Esse estado de espírito me fez lembrar uma tirinha antiga do Dilbert: O cachorro Dogbert tá lá tabulando uma "planilha para dominar o mundo", Dilbert olha por cima do ombro dele e pergunta "por que você está contando estudantes de direito como dois décimos de pessoa?". E o cão: "Não cai para zero antes de eles se formarem". Troque "direito" por "medicina" e você terá um retrato fiel das redeçociau na semana passada.

Antes que você me diga "veja bem": Sim, eu SEI que há médicos que se enquadram nas categorias acima e até em situações piores de abuso, que há erros médicos não punidos e carências enormes no nosso Brasil brasileiro (pouca saúde e muita saúva, desde sempre). E nem entro no mérito das medidas do governo, que daqui, da perspectiva de quem fez humanas --portanto, não sabe fazer conta e tem uma ideia bastante vaga de onde fica o pâncreas--, parecem tentativas às vezes equivocadas de resolver essas carências.

Mas é óbvio que a profissão não tem só senhores Hyde de jaleco, como se não houvesse diferença nenhuma entre o "médico" e o "monstro" do livro. Só posso atribuir essa generalização ao coquetel de ressentimento e recalque que alguns barmen das redes sociais são mestres em servir --e nenhum deles é gente pobre, que precisa desesperadamente de atendimento público ou já sofreu nas mãos de maus médicos.
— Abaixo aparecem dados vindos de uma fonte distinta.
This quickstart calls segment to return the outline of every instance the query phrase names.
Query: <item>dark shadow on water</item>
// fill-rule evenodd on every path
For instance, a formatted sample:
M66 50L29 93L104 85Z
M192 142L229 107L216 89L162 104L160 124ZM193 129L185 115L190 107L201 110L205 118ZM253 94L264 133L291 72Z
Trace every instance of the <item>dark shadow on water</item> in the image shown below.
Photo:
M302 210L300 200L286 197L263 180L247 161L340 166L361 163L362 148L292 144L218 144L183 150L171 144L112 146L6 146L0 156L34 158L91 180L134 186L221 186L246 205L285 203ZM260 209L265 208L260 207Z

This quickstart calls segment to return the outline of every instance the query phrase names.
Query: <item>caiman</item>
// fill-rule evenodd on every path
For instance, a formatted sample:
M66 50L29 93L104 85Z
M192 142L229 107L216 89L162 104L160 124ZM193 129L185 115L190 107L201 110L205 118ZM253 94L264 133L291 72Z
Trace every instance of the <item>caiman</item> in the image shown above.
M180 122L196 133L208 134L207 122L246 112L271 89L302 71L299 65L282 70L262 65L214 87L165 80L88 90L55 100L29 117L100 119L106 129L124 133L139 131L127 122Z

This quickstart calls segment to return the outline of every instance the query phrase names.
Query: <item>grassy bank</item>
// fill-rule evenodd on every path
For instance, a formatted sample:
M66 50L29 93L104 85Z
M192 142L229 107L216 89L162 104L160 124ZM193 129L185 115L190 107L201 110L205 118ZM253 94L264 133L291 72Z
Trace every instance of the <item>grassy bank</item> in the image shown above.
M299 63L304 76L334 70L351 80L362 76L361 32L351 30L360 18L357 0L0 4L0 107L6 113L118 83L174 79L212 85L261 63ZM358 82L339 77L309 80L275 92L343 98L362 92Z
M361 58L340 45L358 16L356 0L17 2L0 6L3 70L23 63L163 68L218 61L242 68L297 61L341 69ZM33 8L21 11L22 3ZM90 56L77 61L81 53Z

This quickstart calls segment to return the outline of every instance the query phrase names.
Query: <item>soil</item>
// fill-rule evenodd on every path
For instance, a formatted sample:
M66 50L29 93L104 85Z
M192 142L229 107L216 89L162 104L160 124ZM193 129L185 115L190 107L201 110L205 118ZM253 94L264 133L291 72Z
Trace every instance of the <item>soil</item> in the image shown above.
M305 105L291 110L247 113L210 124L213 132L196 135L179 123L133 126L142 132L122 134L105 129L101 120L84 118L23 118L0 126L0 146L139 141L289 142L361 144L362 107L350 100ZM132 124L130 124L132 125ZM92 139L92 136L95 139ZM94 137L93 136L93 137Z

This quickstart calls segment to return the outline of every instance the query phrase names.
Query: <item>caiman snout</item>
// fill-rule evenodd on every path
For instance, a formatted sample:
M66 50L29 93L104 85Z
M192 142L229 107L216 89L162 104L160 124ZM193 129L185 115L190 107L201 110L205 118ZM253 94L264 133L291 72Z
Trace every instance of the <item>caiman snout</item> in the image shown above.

Só espero que essa turma aplique a si própria os mesmos altíssimos padrões morais e também se autoflagele toda vez que ganhar bem pelo seu trabalho. E que, quando alguém da família precisar de cirurgia, marque a operação com o açougueiro do bairro. Coerência é uma virtude, certo?


RUY GOIABA tem vasta experiência médica --apenas na condição de paciente--, mas gostaria de ter brincado mais de médico quando era moleque. Escolheu ser jornalista porque é fresco e desmaiaria vendo sangue aos borbotões. Acha que a solução pro Braziu é anestesia geral e o melhor do Carnaval.